Countries which are mixing and matching vaccines should prepared for more people having to take time off work after getting their second dose, the scientists said in a press release.
The findings came from early results of the COM-Cov study, which looks at the effects of mixing the Pfizer and AstraZeneca vaccines.
It showed that mild and moderate reactions to the vaccine, such as fatigue, headache, are more frequent if the vaccines are mixed versus getting two rounds of the same shot.
This was the case regardless of which vaccine came first.
Here are some of the reactions reported after the second dose of the vaccine:
- Feverishness (mild and moderate)- Pfizer/Pfizer: 21%, AstraZeneca/AstraZeneca: 10%, Pfizer/AstraZeneca: 41% (increase 21%), AstraZeneca/Pfizer: 34% (increase: 24%)
- Fatigue (mild and moderate)- Pfizer/Pfizer: 55%, AstraZeneca/AstraZeneca: 50%, Pfizer/AstraZeneca: 68% (increase 13%), AstraZeneca/Pfizer: 77% (increase 27%)
- Chills (mild and moderate)- Pfizer/Pfizer: 24%, AstraZeneca/AstraZeneca: 12%, Pfizer/AstraZeneca: 46%(increase 23%), AstraZeneca/Pfizer: 38% (increase: 26%)
Most often the advice is that younger people who had a first dose of the AstraZeneca vaccine should receive a different dose for their second. The policies come from concerns about a very rare blood clots associated with the AstraZeneca vaccine.
Describing the results, study author and Oxford professor Matthew Snape told reporters that the side-effects "are more or less the same type of reactions that we're seeing with the standard schedules, its just that they are occuring more frequently."
The symptoms went away within 48 hours, Snape said. None of the people in the study were hospitalized, the scientists said.
Snape said that a more fundamental question about vaccine-mixing - whether it gives better protection from COVID-19 - is still unknown.
One suggestion was that vaccine-mixing might lead to short-term practical problems, like people calling in sick to work.
"One of the things its telling us is, for example, is that you wouldn't want to immune a ward full of nurses with a mixed schedule because you may have higher rates of absentees in the next day," Snape told reporters.

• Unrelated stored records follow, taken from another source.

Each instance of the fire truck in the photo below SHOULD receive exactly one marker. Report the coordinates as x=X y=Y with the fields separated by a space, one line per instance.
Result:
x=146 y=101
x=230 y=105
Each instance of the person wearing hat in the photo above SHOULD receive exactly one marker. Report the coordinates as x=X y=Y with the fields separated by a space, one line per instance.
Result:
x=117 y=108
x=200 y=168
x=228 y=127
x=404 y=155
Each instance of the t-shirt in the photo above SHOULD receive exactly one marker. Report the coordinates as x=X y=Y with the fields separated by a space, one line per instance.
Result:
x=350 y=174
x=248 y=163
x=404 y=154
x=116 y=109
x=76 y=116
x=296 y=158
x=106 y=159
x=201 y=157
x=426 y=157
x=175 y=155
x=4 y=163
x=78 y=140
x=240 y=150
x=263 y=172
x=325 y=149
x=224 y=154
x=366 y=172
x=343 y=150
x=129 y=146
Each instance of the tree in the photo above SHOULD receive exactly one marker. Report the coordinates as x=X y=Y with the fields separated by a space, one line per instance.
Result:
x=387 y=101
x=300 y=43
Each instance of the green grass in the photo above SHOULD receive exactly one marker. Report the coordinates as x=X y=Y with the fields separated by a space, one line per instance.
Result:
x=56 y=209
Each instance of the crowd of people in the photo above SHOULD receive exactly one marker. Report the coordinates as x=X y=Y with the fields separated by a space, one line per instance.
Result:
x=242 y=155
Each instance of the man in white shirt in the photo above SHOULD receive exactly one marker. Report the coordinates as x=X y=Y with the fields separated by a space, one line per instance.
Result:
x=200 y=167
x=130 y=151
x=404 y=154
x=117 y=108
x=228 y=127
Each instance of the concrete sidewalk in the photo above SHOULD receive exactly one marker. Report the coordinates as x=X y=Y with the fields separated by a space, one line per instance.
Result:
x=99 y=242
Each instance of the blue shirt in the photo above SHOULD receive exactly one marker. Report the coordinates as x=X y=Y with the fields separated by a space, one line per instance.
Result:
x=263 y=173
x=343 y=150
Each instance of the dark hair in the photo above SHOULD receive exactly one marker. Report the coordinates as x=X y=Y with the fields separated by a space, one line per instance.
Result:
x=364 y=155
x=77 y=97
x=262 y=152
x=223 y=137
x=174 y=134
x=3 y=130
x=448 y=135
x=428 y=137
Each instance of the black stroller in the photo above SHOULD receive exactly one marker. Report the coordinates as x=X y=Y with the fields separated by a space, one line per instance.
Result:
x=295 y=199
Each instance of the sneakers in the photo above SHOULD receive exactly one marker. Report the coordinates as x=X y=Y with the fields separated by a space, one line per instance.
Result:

Severe fatigue and malaise - side-effects serious enough to seek help from a doctor - increased slightly if the vaccine doses were mixed, from about 3% to about 10% for fatigue, Snape said.
But he noted that these are interim results of the study, and that no statistical analysis has been done on the numbers, so the figures should be taken with a grain of salt.
The study was run on participants over the age of 50, and the vaccines were given four weeks apart.
It is possible that the reactions to mixing the vaccines would be more severe in younger groups, which generally get more side-effects, Snape said.
The findings, published as a letter in the peer-reviewed journal The Lancet on Thursday, are the from the Com-COV study.
Future experiments are planned to test whether spacing out the doses to 12 weeks will change things.